I don’t get how manufacturers can sell boats without them. And they want to charge 450 and up for the electrical package which includes lights, battery tray and a bilge pump. Should be required of any boat sold with a motor.


----------



## topnative2 (Feb 22, 2009)

Smackdaddy53 said:


> Do you need head and tail lights on a truck if you only drive during the day?


I think technically as long as you use hand signals your good


----------



## mrbacklash (Nov 1, 2008)

GaG8tor said:


> I don’t get how manufacturers can sell boats without them. And they want to charge 450 and up for the electrical package which includes lights, battery tray and a bilge pump. Should be required of any boat sold with a motor.


Probably because you could rig it your self if you wanted to do it a certain way.


----------



## CPurvis (Apr 6, 2016)

GaG8tor said:


> I don’t get how manufacturers can sell boats without them. And they want to charge 450 and up for the electrical package which includes lights, battery tray and a bilge pump. Should be required of any boat sold with a motor.


Same reason they can sell boats without life jackets, fire extinguishers and whistles.


----------



## Smackdaddy53 (Dec 31, 2012)

topnative2 said:


> I think technically as long as you use hand signals your good


I was making a point and tail lights are blinkers (at least on the old junkers I drive).


----------



## MMc (Sep 27, 2018)

I use the clamp on battery powered lights on my skiff and they work fine for the limited time I am running at night. $25 is tough to beat if you don't use them much.


----------



## K3anderson (Jan 23, 2013)

You don't need them if you aren't going out in conditions that require them and your vessel is small enough. If you think you will be out later etc, you can just carry battery operated lights and suction cup them on.


----------



## William Odling (Jan 8, 2020)

K3anderson said:


> You don't need them if you aren't going out in conditions that require them and your vessel is small enough. If you think you will be out later etc, you can just carry battery operated lights and suction cup them on.

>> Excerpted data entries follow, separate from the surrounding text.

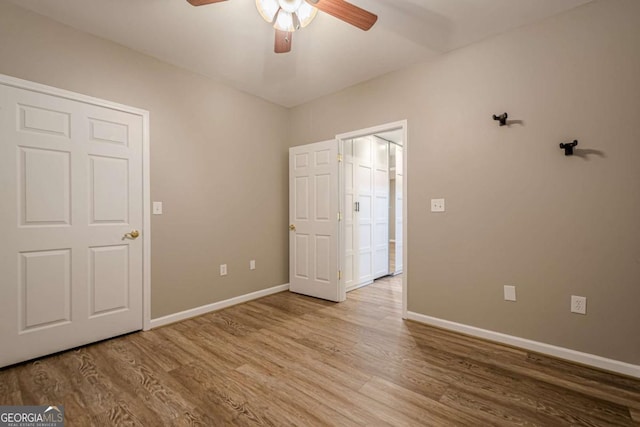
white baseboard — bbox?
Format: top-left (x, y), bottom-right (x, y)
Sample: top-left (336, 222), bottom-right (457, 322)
top-left (345, 280), bottom-right (373, 292)
top-left (151, 283), bottom-right (289, 329)
top-left (407, 311), bottom-right (640, 378)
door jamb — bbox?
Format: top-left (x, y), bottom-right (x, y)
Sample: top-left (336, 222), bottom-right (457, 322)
top-left (0, 74), bottom-right (151, 331)
top-left (336, 119), bottom-right (409, 319)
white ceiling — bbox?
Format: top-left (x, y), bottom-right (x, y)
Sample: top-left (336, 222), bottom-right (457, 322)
top-left (9, 0), bottom-right (591, 107)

True, You don’t need them in conditions that don’t warrant them being used, however they are still required on board. It’s in the CG rules and regs.


----------



## jmrodandgun (Sep 20, 2013)

William Odling said:


> True, You don’t need them in conditions that don’t warrant them being used, however they are still required on board. It’s in the CG rules and regs.


Nope.


----------



## William Odling (Jan 8, 2020)

jmrodandgun said:


> Nope.


Nope to what? Look at page 48 of the regs


----------



## K3anderson (Jan 23, 2013)

William Odling said:


> True, You don’t need them in conditions that don’t warrant them being used, however they are still required on board. It’s in the CG rules and regs.

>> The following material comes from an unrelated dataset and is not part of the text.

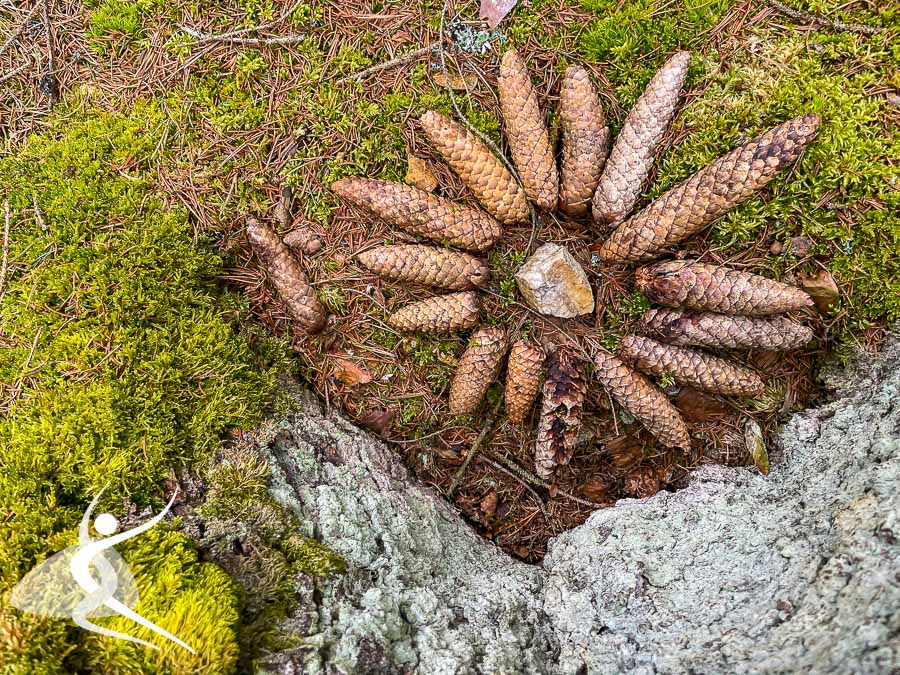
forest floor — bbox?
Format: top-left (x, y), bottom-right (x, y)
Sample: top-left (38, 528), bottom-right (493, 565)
top-left (0, 0), bottom-right (900, 672)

They are not required on board at all. They are required only under the conditions that warrant them.


----------



## LowHydrogen (Dec 31, 2015)

Never been asked to prove I had lights on-board during a safety check....whistle, jackets, etc yes, lights...no.

Where's @dranrab when you need him, I think he teaches this stuff.


----------



## jmrodandgun (Sep 20, 2013)

William Odling said:


> Nope to what? Look at page 48 of the regs


Your state regs may require them but USCG does not. I don't feel like getting my book out but I think it's rule 19 or 20.


----------



## hipshot (Sep 29, 2018)

They are required during periods of limited visibility, such as heavy rain or fog. And headlamps are required to be on when the windshield wipers are operating in some states.

We have day shift officers who think they don’t need a flashlight — until they have to clear a building with the power off.

There’s always that unexpected circumstance.........


----------



## Greg Allison (Mar 13, 2018)

Plan for the worst and hope for the best. You should definitely have an anchor light on board in case you break down. Navisafe makes a great option but on the pricey side.


----------



## DBStoots (Jul 9, 2011)

Smackdaddy53 said:


> Do you need head and tail lights on a truck if you only drive during the day?


Apparently not in Florida!


----------



## DBStoots (Jul 9, 2011)

CG Rule 20: 
Rules in this part shall be complied with in all weathers. Rules concerning lights apply from sunset
to sunrise. During such times no other lights shall be exhibited, except lights that cannot be mistaken for and that do not impair the visibility or distinctive character of the lights specified in these Rules, or interfere with the keeping of a proper lookout.

The lights specified in these Rules shall also be exhibited from sunrise to sunset in restricted visibility and may be exhibited in other circumstances when deemed necessary.

The Rules concerning shapes shall be compiled with by day.

Rule 23 has the specifics for types of lights depending on size of vessel.


----------



## dranrab (Oct 9, 2016)

LowHydrogen said:


> Never been asked to prove I had lights on-board during a safety check....whistle, jackets, etc yes, lights...no.
> 
> Where's @dranrab when you need him, I think he teaches this stuff.


There presence on a vessel is not required by law unless underway in periods of darkness (sunset to sunrise) or reduced visibility. That said I wouldn't have a boat without them. Fog or rain can set in unexpectedly and there's always a possibility of a breakdown.


----------